Saturday, June 23, 2018

por trás do espartilho

the broken column, frida kahlo

talvez por educação formal (e informal) da profissão - sou redator antes de tudo - não me deixo levar, tampouco impressionar, ou sensibilizar, pelo lugar comum, pelo déjà vu, pelas frases feitas, pelos bordões, dito populares, pelas figuras de linguagem, analogias de camelô, metonímias rasteiras, sobretudo abomino eufemismos, e metáforas rasas, cacofonias e pleonasmos então? nem vou aprofundar.

pois bem, quando se trata de amor, minha nossa! o repertório do que detesto promete. começa e finda pela bucha do "coração partido", que ninguém merece mais. 

o coração, tal como o sabemos, não é lá orgão que se preste a partição, sendo isto figura ou não. o coração esbagaça-se, desmancha-se, entumesce, deteriora-se, mas sua partição é algo que dificilmente acontece na natureza dos fatos. mesmo que ele leve um tiro de calibre 50(ou machadada) vai pro caralho, mas não se parte em bandas, tal como imaginam músculo bovino semi-congelado, retalhado em açougue. pode até ser fatiado por algum serial killer gourmand. mas partir? no sentido de quebrar em partes contadas ou como estilhaços de cofrinho ou quebra-panelas, eis o improvável batendo forte por aqui.

então, porque raios cristalizou-se esta patologia poética do "coração partido" quando se fala de amores inconclusos, perdidos ou das tristezas do abandono?
puro eufemismo meu caro, olha ele por aqui.

quando se trata de dores de amor, elas não vem do coração. vem de algo bem mais terrível e doloroso: vem da quebra da coluna vertebral, a espinha dorsal que fica engasgada, muitas vezes para o resto da sua vida, em vários lugares que não o dela. e a quebra da coluna vertebral você já pode imaginar os estragos decorrentes. menor delas a dificuldade de retomar outra vez o passo.

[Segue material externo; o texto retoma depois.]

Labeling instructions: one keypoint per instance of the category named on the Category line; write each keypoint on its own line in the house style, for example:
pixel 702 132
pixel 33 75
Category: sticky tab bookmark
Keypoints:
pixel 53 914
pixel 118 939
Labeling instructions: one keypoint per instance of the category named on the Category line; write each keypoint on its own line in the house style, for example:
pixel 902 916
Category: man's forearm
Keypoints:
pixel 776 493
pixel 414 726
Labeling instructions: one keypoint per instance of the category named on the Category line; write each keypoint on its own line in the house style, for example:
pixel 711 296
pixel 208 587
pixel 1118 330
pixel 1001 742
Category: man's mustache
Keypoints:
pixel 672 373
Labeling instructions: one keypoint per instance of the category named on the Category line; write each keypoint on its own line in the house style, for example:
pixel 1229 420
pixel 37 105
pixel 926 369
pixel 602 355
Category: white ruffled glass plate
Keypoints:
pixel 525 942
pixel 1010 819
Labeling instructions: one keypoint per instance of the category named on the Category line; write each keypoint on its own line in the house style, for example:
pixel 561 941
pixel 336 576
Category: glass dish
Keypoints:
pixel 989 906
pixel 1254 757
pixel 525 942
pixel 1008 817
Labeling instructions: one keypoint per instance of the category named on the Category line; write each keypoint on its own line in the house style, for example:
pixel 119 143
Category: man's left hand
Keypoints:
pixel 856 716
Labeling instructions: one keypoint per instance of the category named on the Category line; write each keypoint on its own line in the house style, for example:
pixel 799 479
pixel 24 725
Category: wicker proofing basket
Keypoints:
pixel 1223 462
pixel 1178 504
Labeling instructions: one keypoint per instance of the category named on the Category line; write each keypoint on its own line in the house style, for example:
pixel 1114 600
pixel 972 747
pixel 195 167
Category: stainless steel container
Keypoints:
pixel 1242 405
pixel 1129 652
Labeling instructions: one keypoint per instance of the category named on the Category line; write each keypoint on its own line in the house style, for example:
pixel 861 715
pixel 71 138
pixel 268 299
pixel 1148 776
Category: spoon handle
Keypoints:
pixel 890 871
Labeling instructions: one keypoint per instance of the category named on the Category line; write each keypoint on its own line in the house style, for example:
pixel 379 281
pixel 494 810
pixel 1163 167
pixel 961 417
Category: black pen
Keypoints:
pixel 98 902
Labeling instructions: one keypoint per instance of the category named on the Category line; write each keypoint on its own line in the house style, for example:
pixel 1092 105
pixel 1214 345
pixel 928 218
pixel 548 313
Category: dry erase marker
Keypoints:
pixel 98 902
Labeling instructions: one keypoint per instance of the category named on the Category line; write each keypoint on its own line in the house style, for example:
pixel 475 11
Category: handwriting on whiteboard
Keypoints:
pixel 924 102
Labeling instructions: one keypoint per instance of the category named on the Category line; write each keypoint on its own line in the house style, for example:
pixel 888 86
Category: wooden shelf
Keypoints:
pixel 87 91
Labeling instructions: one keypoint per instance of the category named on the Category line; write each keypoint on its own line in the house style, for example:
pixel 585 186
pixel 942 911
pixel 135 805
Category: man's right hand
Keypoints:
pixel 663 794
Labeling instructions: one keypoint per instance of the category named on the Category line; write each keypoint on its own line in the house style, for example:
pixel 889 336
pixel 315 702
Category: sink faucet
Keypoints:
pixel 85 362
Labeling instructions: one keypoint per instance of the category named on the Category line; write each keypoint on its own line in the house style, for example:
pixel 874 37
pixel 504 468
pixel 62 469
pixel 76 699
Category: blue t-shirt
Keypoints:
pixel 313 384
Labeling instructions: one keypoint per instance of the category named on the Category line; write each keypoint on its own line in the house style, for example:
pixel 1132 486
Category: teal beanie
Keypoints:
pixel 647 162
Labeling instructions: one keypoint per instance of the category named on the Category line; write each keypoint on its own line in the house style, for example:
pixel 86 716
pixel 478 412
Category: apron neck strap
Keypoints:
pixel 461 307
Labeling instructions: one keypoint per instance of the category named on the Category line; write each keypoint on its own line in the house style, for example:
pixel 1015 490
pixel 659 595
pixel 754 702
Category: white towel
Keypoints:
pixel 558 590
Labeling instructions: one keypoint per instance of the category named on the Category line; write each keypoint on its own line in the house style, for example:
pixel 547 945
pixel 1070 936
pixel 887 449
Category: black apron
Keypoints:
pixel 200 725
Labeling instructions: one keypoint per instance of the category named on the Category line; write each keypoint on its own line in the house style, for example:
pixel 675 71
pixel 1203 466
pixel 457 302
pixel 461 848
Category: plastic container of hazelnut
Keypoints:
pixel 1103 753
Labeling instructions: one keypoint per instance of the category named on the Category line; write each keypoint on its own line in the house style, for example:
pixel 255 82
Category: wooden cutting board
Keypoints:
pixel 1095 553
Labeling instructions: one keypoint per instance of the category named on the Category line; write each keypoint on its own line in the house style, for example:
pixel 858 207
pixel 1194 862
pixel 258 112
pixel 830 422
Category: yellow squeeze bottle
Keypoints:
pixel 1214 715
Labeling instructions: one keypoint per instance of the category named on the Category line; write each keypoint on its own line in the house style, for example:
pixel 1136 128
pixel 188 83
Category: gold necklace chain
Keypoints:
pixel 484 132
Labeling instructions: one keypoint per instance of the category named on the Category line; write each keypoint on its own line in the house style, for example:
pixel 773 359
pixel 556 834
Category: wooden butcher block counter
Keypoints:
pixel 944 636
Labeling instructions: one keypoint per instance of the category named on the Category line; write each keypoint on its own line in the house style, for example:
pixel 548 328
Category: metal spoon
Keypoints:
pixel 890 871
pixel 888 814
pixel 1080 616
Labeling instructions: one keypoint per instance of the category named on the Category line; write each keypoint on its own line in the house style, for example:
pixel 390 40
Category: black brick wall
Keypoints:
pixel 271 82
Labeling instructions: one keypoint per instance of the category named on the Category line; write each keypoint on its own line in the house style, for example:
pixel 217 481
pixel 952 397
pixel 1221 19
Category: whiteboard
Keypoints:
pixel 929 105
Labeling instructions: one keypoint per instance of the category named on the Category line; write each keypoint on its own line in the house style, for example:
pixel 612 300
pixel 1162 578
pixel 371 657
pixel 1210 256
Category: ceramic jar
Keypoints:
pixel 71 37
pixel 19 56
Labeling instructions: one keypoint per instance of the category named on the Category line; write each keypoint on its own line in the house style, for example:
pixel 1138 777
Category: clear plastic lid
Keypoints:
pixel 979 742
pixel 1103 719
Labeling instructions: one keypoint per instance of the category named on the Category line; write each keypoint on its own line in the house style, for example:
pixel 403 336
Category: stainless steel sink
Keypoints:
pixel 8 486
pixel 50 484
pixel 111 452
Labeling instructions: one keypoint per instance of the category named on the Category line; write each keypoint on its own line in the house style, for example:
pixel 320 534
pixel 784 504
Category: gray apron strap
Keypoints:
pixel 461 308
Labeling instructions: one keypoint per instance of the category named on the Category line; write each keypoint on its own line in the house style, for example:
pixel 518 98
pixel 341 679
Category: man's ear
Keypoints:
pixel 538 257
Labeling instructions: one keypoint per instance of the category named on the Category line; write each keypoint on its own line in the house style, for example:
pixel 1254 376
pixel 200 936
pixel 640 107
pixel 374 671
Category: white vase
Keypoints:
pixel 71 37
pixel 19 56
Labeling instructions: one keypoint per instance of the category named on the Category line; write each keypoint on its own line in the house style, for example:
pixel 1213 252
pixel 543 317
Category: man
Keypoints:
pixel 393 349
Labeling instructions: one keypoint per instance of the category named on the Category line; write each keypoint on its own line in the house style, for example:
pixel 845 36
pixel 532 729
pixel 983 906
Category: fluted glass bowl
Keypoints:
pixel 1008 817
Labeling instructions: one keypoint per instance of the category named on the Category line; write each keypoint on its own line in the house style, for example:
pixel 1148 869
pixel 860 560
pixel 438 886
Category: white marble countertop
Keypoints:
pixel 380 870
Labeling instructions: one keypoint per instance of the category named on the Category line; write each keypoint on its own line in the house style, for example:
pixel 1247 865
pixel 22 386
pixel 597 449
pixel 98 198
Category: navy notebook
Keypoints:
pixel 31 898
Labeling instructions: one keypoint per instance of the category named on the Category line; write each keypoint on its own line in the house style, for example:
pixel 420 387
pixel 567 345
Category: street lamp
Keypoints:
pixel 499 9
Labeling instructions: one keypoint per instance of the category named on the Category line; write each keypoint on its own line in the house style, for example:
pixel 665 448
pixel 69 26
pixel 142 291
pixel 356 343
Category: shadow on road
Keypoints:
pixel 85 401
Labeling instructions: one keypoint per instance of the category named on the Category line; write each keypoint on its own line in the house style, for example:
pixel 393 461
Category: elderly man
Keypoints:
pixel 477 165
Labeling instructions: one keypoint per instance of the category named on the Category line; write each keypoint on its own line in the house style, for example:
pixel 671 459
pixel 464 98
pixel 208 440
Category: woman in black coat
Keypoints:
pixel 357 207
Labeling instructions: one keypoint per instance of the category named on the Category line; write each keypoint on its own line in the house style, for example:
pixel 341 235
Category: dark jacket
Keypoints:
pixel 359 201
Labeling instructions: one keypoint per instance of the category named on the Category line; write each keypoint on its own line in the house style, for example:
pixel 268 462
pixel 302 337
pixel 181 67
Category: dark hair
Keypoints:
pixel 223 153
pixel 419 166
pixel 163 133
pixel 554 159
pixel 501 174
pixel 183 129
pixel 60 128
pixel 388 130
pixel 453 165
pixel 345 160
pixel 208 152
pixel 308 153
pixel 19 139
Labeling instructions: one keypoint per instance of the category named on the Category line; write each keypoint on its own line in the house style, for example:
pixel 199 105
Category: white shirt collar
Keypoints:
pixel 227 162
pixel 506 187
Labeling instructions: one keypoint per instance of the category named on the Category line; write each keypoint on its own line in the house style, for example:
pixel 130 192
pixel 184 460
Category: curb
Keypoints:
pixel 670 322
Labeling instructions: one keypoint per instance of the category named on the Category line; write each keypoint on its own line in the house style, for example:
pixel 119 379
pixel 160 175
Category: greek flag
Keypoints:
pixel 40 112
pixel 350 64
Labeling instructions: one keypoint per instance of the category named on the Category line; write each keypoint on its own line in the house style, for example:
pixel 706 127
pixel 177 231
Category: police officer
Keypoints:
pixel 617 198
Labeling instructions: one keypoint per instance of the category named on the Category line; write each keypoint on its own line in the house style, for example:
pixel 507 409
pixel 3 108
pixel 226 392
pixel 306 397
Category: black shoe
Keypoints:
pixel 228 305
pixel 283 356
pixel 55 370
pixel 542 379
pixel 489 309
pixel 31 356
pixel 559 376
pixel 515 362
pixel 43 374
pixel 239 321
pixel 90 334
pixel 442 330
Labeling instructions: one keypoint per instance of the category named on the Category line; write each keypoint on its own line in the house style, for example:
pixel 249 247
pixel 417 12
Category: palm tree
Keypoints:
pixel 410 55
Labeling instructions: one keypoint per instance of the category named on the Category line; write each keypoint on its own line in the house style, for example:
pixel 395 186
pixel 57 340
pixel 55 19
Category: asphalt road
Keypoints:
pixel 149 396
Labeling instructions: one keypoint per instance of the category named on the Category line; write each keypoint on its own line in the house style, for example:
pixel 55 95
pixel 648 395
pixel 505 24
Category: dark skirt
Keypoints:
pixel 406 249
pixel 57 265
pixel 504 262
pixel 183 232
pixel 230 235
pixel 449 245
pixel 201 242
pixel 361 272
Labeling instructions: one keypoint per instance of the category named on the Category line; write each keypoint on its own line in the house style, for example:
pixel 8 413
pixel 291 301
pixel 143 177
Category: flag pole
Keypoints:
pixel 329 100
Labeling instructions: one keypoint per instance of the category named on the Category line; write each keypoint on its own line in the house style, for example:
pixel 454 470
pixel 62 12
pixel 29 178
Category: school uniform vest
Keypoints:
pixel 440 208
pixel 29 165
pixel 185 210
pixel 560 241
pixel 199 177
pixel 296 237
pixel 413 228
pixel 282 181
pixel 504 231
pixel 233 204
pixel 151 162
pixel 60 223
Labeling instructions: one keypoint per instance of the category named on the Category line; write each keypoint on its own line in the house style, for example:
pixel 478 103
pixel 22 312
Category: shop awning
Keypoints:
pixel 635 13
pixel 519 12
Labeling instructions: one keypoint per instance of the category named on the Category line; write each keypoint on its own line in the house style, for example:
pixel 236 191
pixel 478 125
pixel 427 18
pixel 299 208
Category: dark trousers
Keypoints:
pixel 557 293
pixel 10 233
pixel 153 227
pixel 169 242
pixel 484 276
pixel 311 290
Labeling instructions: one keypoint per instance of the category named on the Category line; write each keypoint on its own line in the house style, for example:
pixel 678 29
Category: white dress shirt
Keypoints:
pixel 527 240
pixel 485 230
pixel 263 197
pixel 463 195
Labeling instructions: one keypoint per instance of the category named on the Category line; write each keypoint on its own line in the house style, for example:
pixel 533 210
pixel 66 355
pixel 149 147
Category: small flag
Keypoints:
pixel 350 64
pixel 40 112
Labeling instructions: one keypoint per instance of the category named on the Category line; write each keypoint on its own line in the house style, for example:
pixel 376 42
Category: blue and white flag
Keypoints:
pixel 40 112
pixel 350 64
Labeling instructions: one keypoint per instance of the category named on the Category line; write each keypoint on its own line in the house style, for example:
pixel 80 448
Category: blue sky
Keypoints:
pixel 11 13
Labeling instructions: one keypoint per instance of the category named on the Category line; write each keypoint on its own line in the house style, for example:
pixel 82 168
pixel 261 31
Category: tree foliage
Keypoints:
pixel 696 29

coração, até por transplante se dá um jeito. já coluna, quando quebra, por porrada, mal-jeito ou por conta de amores interditos ou não, eis o ser humano fragmentado, quando não paralisado, tetraplégico de emoções, e de uma forma dolorosa a tal ponto que faz parecer que as dores do coração tão decantadas, não passem de dormência passageira.

frida é kahlo é única, porque viveu na coluna a nossa percepção eufemística de tais dores. e foi direta ao ponto. expondo a fragmentação de uma vida dolorosa, por questões de saúde, e de amores, vivida de forma algoz em que a dor tornou-se catapulta para a explosão artística, onde a beleza emergiu da tragédia de suas dores em multi-coloridas formas cuja partenogênse foram a poliomielite e mais tarde amputação da perna em consequência.

bem disse o veloso(não o rui mas o caetano): "cada um sabe a dor e a delícia de ser o que é". frida, o sabia como niguém. nós, não: ficamos na chorumela do coração partido, misturando saliva furtiva e lágrimas desgarradas ao som de corazon partio - alejandro sans - (que se for ouvido na versão dueto com ivete sangalo, puta que pariu! que desgosto).

portanto caro leitor(a) mantenha a coluna reta - mesmo que ela esteja rachada - e não se deixe partir por quem já foi acreditando que partiu seu coração.